Спасибо. Вот такого счастья мне не надо. Ладно бы,  жена да любовница. А две жены - это уже слишком. Про остальных и подумать страшно.
     - Ладно. Живи. - Подаю ему руку и мы, скользя и запинаясь, бредем по ночной дороге. Впереди, за перевалом шарят по небу, по верхушкам тайги фары вахтовки. Успели.
 
       Работа. Работа. Не всегда вырвешься в тайгу. А Славке, словно кто-то медом намазал ту дорогу, на которой он ухабы ребрами пересчитывал. Как выходной - в лес. Выпить с друзьями некогда. Да и какая пьянка? С похмелья в тайге  никакого удовольствия от жизни, одна маята.
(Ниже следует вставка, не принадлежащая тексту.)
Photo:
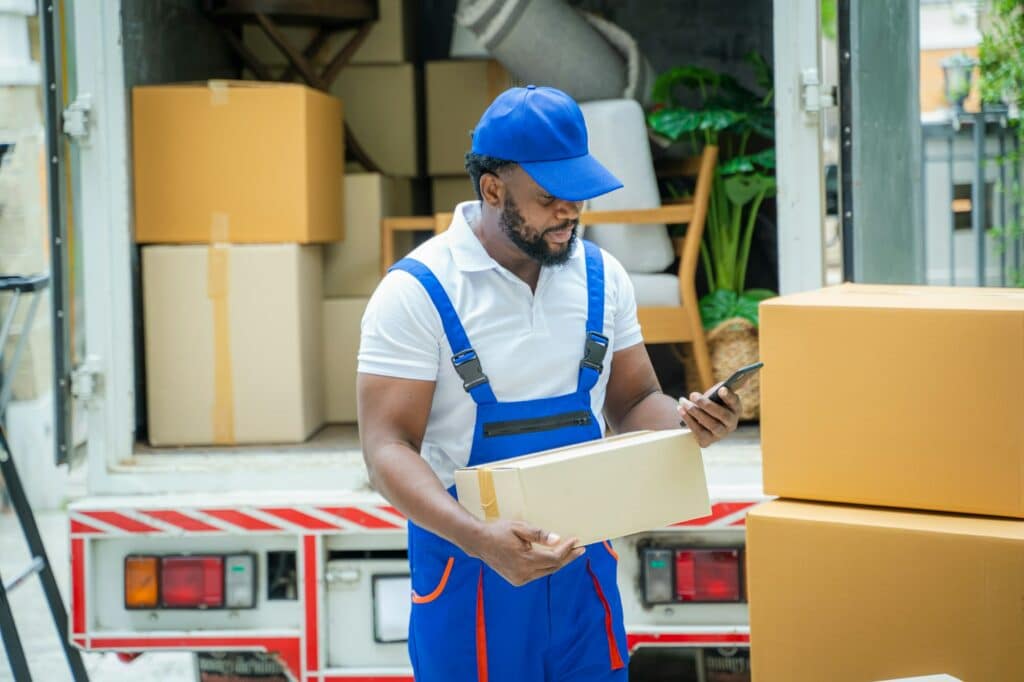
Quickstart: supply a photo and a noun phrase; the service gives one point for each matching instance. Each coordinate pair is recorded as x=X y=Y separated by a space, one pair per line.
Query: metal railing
x=982 y=150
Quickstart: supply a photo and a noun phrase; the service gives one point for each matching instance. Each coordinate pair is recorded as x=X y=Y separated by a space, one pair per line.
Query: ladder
x=18 y=286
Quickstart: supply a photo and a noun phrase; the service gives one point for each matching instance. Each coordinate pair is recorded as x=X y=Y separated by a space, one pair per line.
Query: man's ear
x=493 y=189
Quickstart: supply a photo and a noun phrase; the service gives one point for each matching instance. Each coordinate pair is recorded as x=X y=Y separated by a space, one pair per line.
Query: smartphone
x=736 y=381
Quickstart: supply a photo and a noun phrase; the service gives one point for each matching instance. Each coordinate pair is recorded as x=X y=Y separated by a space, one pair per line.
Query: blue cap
x=543 y=130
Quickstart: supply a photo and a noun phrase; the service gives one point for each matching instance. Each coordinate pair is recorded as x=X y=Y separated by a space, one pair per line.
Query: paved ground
x=38 y=635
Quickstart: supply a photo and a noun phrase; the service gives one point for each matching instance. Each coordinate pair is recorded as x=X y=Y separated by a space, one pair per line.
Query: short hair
x=477 y=165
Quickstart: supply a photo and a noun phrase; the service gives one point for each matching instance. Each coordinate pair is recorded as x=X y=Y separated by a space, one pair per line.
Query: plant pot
x=731 y=344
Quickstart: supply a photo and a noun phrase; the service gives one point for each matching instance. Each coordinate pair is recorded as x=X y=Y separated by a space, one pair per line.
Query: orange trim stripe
x=616 y=658
x=481 y=634
x=417 y=599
      Весна пришла. Опять дачные заботы. Опять выпить некогда. Ладно потом наверстаем.  Так день за днем откладывается, откладывается.  А потом уже просто и неохота. Да еще зарплату Славке увеличили. Раньше, что? Получит и не знает; толи пропить, толи  лотерейные билеты купить? Толк один, вернее бестолковщина.  Стал получать прилично, призадумался - на что потратить. Купил машину. Стал деньги откладывать на учебу капризулям. Прав был Маркс; «Бытие определяет сознание». Дай человеку зарплату, что бы только на скотскую жизнь хватало; спину прикрыть, за нору заплатить, да утробу набить – будет жить как скотина. Сыт, в тепле, что еще надо. Дай больше – человеком себя почувствует, по-человечески жить начнет. Сидим на даче, морщим карасей в озере. Он планов громадьё строит, но  нет-нет и вернется снова в разговоре к зиме. Что вот хорошо бы там еще загончик погонять, и надо бы в Дворцы путик пробить, там зайца больше.
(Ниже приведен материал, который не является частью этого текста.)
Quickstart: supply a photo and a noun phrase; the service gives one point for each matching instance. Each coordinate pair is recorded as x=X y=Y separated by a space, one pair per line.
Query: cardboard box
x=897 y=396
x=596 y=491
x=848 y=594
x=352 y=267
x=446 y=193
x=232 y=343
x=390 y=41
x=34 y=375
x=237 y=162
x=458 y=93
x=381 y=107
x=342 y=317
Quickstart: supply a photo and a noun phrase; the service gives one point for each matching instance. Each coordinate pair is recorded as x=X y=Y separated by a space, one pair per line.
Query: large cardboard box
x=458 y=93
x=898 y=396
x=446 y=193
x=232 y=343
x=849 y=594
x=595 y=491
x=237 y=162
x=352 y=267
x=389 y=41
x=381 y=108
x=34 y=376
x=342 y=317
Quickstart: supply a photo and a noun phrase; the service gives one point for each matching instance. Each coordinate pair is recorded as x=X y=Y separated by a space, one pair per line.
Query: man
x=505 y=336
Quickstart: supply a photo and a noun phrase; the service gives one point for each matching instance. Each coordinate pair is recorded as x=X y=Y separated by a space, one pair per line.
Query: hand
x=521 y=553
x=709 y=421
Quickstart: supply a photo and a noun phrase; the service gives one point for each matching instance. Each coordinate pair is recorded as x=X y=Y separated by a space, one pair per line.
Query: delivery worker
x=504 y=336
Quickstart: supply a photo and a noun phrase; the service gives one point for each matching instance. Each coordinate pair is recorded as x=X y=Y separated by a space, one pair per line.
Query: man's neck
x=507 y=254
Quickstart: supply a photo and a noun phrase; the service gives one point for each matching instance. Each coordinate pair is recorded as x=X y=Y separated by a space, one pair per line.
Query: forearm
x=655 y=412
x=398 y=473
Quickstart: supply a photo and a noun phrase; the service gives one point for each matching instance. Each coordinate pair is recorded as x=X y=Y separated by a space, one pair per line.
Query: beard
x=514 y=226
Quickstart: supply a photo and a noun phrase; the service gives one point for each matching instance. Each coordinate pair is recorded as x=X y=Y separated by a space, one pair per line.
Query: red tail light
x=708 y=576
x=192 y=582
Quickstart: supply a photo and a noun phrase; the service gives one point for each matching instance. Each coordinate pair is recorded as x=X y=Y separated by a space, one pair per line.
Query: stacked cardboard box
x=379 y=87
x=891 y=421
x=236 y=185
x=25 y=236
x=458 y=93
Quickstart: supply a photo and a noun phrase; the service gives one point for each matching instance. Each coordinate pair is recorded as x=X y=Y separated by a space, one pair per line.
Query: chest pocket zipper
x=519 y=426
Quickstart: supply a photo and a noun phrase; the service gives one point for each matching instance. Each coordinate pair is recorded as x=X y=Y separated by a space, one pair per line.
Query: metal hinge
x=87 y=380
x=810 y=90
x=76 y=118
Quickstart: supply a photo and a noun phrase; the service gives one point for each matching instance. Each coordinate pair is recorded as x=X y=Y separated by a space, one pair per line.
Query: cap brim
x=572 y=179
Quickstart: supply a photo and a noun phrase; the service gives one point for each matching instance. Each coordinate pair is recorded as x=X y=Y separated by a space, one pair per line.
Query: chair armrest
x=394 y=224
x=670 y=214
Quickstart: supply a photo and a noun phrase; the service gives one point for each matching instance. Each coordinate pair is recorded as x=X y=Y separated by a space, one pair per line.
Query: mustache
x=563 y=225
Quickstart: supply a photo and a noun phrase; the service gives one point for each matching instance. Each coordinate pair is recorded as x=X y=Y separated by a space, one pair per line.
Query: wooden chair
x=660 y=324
      Пролетела еще одна зима. Чего не отнять у русского мужика, так это смекалки, умения освоить любое дело. Руки у Славки золотые.  Все у него ладится. Стала моя жена мне его в пример приводить. Слава то,  у Слава сё. Допекла.  Порой жалею, что не добил его в подъезде, не пристрелил на лесной дороге. А может лучше ему свою супругу сбагрить. Пусть будет у него две жены, две тещи и  две капризулечки - дочки. Вот тогда его из тайги, точно - и калачом не выманишь.  Глупость конечно. Ворчит Моя  (с большой буквы) уверяя при этом; « У ворчливой жены муж дольше живет». Но никуда мы друг от друга не денемся. Это, как радикулит, от которого не умрешь, но с которым все умирают, никуда не денешься, приходится мириться и учиться с ним жить.  За то тайга все лечит, все правит!
        Вопрос. Где женам от нас лечиться?